Cuando esta gente se pone al mando de Boletín Oficial lo que entra en peligro de desregulación son los derechos conquistados, los servicios públicos, la protección a las minorías, las políticas de género, la igualdad y la justicia social. Que nadie se haga el sorprendido porque eso y no otra cosa es lo que está en su ADN. Dejar nada menos que el Bienestar social en manos de la ultraderecha indica hasta dónde ha estado dispuesto Azcón el desregulador para asegurarse el pacto.
Las consecuencias son para echarse a temblar. Los que defienden el trasvase del Ebro, serán responsables de Agricultura y Medio Ambiente y así podrán declarar anatema todo lo que tenga que ver con la Agenda 20/30. Negacionistas al poder de la mano del Presidente desregulador. Y dicen que freno a las energías renovables, justo cuando la coyuntura internacional más pone en evidencia lo correcto de la apuesta por ser autónomos en la producción de energía.

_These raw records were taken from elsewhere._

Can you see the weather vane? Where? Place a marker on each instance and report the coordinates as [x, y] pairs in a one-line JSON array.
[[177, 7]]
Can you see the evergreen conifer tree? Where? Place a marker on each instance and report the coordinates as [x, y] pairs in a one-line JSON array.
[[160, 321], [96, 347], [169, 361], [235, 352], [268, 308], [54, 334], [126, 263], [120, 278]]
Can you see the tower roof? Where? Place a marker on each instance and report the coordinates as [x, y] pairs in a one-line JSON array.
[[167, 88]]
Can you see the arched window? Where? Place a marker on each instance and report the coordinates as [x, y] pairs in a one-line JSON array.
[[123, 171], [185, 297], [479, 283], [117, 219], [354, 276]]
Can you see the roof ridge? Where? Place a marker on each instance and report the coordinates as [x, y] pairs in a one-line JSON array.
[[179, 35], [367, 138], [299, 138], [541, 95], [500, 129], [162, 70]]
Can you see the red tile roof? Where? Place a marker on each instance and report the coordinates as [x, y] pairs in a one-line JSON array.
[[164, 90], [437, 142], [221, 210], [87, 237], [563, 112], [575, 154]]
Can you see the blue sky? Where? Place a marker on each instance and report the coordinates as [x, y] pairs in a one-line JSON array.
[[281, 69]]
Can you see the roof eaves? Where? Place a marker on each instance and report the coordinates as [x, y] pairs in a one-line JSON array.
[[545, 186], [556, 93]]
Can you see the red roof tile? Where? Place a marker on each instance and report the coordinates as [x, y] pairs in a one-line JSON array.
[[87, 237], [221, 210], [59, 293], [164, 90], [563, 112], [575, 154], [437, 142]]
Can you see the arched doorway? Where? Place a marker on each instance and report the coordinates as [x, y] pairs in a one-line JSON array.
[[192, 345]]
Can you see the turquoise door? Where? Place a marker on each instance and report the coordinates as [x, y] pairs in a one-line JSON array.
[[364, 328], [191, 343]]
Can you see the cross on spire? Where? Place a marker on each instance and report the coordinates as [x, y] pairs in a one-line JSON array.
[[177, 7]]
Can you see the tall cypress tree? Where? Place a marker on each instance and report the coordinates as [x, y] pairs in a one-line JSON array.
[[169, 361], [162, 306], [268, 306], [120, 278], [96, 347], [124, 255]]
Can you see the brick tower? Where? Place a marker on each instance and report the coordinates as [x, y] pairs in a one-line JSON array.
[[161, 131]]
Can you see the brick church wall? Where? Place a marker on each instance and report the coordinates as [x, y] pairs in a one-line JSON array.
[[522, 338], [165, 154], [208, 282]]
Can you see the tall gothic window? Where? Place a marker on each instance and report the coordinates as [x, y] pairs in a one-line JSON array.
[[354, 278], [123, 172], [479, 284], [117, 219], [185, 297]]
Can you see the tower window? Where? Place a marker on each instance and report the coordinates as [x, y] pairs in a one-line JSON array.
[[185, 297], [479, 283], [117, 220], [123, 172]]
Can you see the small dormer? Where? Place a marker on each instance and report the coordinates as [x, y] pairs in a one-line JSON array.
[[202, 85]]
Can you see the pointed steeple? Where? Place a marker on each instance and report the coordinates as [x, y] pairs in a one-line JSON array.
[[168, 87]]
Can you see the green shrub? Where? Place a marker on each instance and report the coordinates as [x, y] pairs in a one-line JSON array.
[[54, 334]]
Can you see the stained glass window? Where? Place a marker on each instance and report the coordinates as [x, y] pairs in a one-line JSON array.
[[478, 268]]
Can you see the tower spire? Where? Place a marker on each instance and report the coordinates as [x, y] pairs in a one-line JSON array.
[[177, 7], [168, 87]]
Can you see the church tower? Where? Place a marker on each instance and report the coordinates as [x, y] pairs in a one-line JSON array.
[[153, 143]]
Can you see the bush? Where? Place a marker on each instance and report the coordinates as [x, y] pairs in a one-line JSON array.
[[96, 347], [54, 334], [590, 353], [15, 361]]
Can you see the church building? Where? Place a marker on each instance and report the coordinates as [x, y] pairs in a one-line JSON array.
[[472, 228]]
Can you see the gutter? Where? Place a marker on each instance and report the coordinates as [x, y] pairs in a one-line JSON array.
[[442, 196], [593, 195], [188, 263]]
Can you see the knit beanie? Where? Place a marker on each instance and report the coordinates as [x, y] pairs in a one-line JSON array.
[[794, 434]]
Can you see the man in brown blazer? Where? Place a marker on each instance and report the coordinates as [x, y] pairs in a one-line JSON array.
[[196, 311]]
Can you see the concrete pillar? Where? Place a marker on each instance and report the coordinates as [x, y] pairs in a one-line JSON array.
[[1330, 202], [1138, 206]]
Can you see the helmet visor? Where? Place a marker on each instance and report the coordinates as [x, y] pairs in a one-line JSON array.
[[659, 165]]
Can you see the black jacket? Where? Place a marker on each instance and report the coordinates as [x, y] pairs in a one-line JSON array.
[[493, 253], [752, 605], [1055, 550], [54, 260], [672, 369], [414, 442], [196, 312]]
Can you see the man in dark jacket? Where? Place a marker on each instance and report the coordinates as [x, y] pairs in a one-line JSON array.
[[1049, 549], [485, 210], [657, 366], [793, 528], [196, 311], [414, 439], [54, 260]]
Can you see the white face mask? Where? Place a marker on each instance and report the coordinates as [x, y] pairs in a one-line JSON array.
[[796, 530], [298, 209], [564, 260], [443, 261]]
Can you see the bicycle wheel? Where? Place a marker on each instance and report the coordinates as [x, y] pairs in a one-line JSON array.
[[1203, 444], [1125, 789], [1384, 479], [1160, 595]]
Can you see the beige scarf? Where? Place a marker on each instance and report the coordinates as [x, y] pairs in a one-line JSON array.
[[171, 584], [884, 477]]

En fin, tiempo habrá para observar y criticar sus decisiones, pero prepárense para el esperpento. Antes de que hubiera Gobierno los firmantes ya lo interpretaban de manera diferente. Lo de la «prioridad nacional» se traduce como «arraigo» en boca de los desreguladores un poquito avergonzados. El Desregulador Mayor de Aragón promete que no se dará un paso sin el visto bueno de los servicios jurídicos. Pobres letrados convertidos en aduaneros evaluadores permanentes de la acción de Gobierno. Para echarse a temblar. Por cierto, visto lo visto, la próxima vez que alguien me hable de Gobierno de Frankestein, de la maldad intrínseca de recibir el apoyo parlamentario de Bildu y cosas parecidas le remitiré al acuerdo PP-VOX. Ese argumentario se acabó.